Known brake control devices typically include a support body to be fixed to the handle bar—to the left for actuating the front brake or to the right for actuating the rear brake—and a brake lever pivoted on the support body for actuating the brake through the pull action of a normally sheathed inextensible cable, when it is pulled towards the handle bar.
In known devices, because the brake cable must be pulled away from the handle bar, the brake cable head is attached to the brake lever on the opposed side, with respect to its pivot, than the actuation area on which the cyclist's fingers other than the thumb rest when he/she grips the handle bar.
In this respect it is to be noted that the resisting arm must be long enough to impose the necessary stroke to the brake cable fixed to the brake lever, considering that the swinging amplitude of the lever is determined by the opening and closing of the hand on the handle bar.
In particular in the case of integrated control devices for controlling also a bicycle derailleur and/or in the case of control devices for a curved handle bar, typical of racing bicycles, the support body is also suitable to be handled by the cyclist during travel, as an alternative to gripping on the handle bar, to allow the bike to be driven.

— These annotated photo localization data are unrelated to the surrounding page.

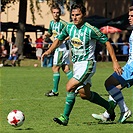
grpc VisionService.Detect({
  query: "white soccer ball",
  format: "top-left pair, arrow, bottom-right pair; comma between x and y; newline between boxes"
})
34,63 -> 38,67
7,110 -> 25,127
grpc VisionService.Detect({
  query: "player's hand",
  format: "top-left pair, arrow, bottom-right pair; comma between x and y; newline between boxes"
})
41,50 -> 51,61
113,61 -> 123,75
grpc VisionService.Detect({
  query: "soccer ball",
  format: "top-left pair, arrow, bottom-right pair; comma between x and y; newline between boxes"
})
34,63 -> 38,67
7,110 -> 25,127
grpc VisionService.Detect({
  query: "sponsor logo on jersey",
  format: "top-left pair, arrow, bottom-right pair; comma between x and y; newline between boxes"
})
71,37 -> 83,48
52,30 -> 58,37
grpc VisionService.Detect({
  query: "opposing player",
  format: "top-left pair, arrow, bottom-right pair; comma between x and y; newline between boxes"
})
42,3 -> 122,126
92,6 -> 133,123
43,3 -> 73,96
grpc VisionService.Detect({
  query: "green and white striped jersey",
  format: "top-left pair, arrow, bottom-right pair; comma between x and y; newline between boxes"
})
48,19 -> 67,39
48,19 -> 68,51
57,22 -> 108,62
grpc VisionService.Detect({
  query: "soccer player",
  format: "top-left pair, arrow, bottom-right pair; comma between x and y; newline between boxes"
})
42,3 -> 122,126
44,3 -> 73,96
92,6 -> 133,123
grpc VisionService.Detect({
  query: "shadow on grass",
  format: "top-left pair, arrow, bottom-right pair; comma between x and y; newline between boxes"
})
122,121 -> 133,124
83,121 -> 116,125
15,128 -> 34,130
83,120 -> 133,125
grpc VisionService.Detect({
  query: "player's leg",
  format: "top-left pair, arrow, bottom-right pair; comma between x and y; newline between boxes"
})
53,61 -> 87,125
45,50 -> 62,96
105,73 -> 132,123
77,61 -> 115,118
53,60 -> 115,125
92,73 -> 132,123
45,65 -> 60,96
79,84 -> 116,121
62,64 -> 73,80
62,50 -> 73,80
53,77 -> 79,126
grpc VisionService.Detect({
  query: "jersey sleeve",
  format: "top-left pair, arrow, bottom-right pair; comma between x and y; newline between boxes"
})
57,25 -> 69,41
90,26 -> 108,44
47,21 -> 53,36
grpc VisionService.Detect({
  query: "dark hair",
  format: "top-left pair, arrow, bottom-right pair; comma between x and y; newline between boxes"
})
71,3 -> 86,15
50,3 -> 61,14
129,6 -> 133,11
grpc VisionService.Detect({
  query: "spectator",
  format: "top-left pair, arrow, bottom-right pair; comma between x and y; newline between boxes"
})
43,37 -> 53,67
35,35 -> 44,60
117,34 -> 123,54
23,35 -> 32,58
109,38 -> 118,54
11,32 -> 16,44
95,41 -> 106,62
8,44 -> 18,66
122,34 -> 129,55
0,45 -> 8,67
0,35 -> 10,54
122,42 -> 129,55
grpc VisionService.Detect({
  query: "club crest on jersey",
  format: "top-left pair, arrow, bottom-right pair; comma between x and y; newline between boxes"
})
71,37 -> 83,48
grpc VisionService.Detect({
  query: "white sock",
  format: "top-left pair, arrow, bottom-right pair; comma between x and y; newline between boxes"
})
118,100 -> 128,113
103,111 -> 110,118
108,95 -> 116,102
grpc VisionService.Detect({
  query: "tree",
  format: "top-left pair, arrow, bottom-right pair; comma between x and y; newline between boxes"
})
1,0 -> 43,58
1,0 -> 17,12
1,0 -> 69,58
15,0 -> 27,58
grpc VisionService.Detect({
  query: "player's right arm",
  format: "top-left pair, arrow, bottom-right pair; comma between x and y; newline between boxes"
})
43,21 -> 53,38
42,23 -> 69,60
44,32 -> 51,38
41,39 -> 63,60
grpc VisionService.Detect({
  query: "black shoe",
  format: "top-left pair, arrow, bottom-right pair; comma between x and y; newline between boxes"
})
45,90 -> 59,97
110,112 -> 116,121
107,101 -> 116,121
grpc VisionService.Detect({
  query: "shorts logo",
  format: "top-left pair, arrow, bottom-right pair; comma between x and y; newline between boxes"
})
75,75 -> 79,79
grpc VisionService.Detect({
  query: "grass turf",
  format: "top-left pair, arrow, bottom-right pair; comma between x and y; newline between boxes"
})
0,60 -> 133,133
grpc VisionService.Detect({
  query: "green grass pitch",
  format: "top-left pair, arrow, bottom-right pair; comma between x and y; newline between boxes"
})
0,60 -> 133,133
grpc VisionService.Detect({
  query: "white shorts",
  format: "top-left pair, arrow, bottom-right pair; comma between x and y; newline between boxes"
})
53,49 -> 70,66
73,60 -> 96,85
36,48 -> 43,57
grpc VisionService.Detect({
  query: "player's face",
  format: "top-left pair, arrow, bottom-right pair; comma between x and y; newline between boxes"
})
51,9 -> 60,21
128,10 -> 133,25
71,8 -> 85,27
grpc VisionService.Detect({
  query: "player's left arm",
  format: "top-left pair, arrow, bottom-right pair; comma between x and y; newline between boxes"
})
90,26 -> 122,75
105,41 -> 122,75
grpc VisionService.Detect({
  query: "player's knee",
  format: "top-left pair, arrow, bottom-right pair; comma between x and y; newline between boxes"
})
66,83 -> 77,92
62,65 -> 70,73
66,86 -> 75,92
63,68 -> 70,73
80,93 -> 87,100
64,69 -> 68,73
104,76 -> 113,90
79,90 -> 91,100
52,65 -> 60,72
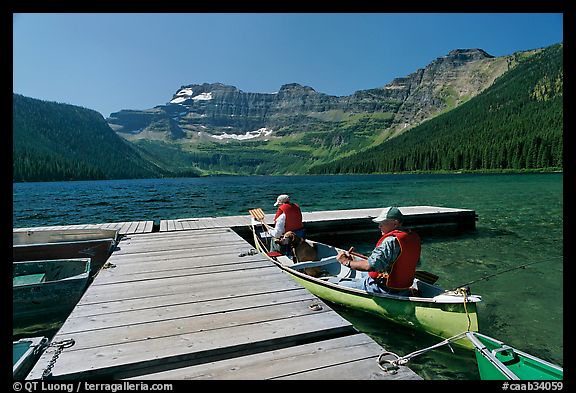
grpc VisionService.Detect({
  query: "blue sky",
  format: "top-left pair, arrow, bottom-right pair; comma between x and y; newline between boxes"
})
13,13 -> 563,118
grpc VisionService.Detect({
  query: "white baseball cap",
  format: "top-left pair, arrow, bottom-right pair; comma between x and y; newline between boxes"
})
274,194 -> 290,206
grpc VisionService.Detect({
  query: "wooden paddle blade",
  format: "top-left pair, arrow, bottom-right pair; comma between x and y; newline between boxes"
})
249,208 -> 266,221
414,270 -> 439,285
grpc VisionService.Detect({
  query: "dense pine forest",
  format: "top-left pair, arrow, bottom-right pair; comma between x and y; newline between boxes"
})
13,95 -> 170,182
308,44 -> 563,174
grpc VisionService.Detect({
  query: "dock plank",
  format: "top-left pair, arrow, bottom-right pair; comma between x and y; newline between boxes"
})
132,334 -> 419,380
69,282 -> 305,319
61,289 -> 317,333
30,311 -> 353,379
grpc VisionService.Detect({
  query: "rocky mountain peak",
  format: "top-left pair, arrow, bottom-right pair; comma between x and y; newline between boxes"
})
446,48 -> 494,61
278,83 -> 318,95
108,47 -> 511,142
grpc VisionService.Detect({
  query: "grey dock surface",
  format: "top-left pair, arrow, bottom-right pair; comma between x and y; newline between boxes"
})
13,206 -> 476,236
13,221 -> 154,236
27,227 -> 420,380
164,205 -> 476,234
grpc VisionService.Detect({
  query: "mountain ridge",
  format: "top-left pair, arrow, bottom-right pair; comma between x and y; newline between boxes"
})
107,48 -> 509,142
12,43 -> 561,181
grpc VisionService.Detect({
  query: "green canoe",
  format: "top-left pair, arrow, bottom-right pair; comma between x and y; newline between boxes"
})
466,332 -> 563,380
252,222 -> 482,349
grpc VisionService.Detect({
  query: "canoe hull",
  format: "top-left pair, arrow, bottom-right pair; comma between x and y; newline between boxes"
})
252,223 -> 480,349
467,332 -> 563,380
13,259 -> 90,330
285,267 -> 478,349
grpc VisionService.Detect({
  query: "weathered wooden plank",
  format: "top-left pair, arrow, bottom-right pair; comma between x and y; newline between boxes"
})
100,249 -> 266,273
178,220 -> 193,230
104,245 -> 252,267
133,221 -> 145,233
174,220 -> 186,231
130,334 -> 419,380
144,221 -> 154,233
118,227 -> 237,243
118,222 -> 132,235
59,289 -> 317,334
115,231 -> 247,248
111,239 -> 248,258
108,248 -> 263,267
69,297 -> 331,348
119,228 -> 240,243
93,258 -> 271,284
181,220 -> 202,230
29,309 -> 353,379
128,221 -> 142,234
114,234 -> 245,251
78,266 -> 286,304
277,358 -> 417,380
113,229 -> 240,245
70,282 -> 305,319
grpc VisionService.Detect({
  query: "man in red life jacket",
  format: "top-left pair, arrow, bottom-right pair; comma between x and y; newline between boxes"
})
336,206 -> 421,295
267,194 -> 305,255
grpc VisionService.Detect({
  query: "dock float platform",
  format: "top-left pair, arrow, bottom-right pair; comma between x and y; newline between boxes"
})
26,227 -> 421,380
14,206 -> 477,236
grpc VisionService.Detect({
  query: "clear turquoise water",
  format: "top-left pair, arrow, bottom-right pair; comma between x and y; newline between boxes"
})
12,173 -> 563,379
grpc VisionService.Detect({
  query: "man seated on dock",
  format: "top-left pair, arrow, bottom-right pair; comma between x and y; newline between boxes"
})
336,206 -> 422,295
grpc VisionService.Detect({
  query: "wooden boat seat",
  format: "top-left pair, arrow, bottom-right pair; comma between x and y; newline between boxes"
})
291,256 -> 338,271
13,273 -> 46,286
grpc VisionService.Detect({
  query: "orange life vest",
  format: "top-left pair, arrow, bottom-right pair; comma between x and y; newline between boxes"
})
274,203 -> 303,232
368,229 -> 421,289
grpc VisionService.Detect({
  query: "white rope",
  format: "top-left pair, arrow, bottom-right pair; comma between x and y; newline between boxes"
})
377,331 -> 468,373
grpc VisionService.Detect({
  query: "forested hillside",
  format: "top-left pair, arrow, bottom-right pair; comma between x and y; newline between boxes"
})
308,44 -> 563,174
13,95 -> 175,181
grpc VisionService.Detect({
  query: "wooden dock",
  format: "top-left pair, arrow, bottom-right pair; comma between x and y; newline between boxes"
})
13,221 -> 154,236
20,206 -> 476,380
26,227 -> 420,380
161,206 -> 476,234
14,206 -> 476,236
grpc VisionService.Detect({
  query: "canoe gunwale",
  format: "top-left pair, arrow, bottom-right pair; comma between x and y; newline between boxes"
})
276,258 -> 480,305
13,258 -> 91,286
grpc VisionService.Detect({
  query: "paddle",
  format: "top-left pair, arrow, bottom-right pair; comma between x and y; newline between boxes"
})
249,208 -> 274,231
346,248 -> 440,285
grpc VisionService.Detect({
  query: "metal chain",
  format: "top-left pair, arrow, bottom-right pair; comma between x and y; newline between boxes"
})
41,339 -> 75,380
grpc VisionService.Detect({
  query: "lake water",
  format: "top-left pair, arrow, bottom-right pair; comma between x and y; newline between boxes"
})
12,173 -> 563,380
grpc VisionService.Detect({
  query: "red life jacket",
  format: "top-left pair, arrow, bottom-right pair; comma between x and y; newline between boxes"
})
368,229 -> 421,289
274,203 -> 303,232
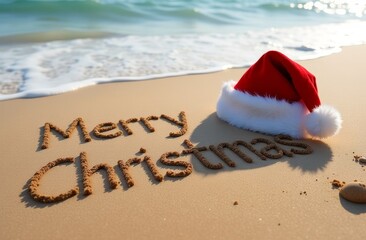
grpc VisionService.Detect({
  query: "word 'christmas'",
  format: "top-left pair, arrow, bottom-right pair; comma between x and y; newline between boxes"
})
29,135 -> 312,204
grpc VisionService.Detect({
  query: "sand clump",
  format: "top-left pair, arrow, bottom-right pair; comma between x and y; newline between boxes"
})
93,122 -> 122,138
160,111 -> 188,137
41,117 -> 91,149
139,115 -> 159,132
119,118 -> 138,135
160,151 -> 193,177
353,155 -> 366,164
28,157 -> 79,203
331,179 -> 345,188
80,151 -> 119,196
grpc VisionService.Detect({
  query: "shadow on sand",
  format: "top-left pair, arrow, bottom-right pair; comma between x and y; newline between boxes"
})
188,113 -> 366,214
23,112 -> 364,214
187,113 -> 333,174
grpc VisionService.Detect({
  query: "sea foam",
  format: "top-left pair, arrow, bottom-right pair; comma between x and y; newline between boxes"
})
1,20 -> 366,100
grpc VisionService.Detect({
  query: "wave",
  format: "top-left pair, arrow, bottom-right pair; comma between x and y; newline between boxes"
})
0,0 -> 246,36
0,30 -> 117,44
1,0 -> 365,40
0,0 -> 144,18
259,0 -> 366,18
0,0 -> 243,21
2,0 -> 365,25
1,20 -> 365,100
1,0 -> 366,100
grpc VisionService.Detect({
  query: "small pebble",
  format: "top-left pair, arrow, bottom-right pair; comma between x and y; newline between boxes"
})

To this end, the support body has an ergonomic shape, comprising an upwards protrusion in its front zone. The cyclist rests the hand palm on the proximal surface of the protrusion or on the upper surface of the support body, in abutment against the protrusion, with the fingers other than the thumb resting on the front surface of the brake lever.
It is also apparent that, even in such alternative driving conditions, the simultaneous ready accessibility to the brake lever for the braking operations should be ensured.
Instead, in the case of the known control devices, in such driving conditions gripping on the control support body, the braking results difficult, especially for cyclists with small hands, because the hand fingers rest on the brake lever essentially at the pivot of the brake lever itself and even also on the same side where the brake cable head is fixed. In the case of known control devices for curved handle bar, more particularly, the brake cable extends along the upper surface of the support body and the pivot of the brake lever is placed well below the line of the brake cable. In the condition gripping on the support body, the hand fingers rest on the upper zone of the lever, namely at or even above the lever pivot.
In other words, with the known control devices it is not possible for the cyclist, from the above mentioned driving condition gripping on the support body, to apply power with all four fingers, and in any case the applied power acts in a less efficient way because the power arm is rather short. The braking efficiency is thus reduced and sometimes the cyclist is forced to move the hand downwards partly leaving the grip on the control device.
The technical problem at the basis of the present invention is to overcome the above mentioned drawbacks of the prior art by providing a bicycle brake control device wherein the actuation is particularly efficient not only from the driving condition gripping on the handle bar, but also from the driving condition resting on the support body of the control device itself.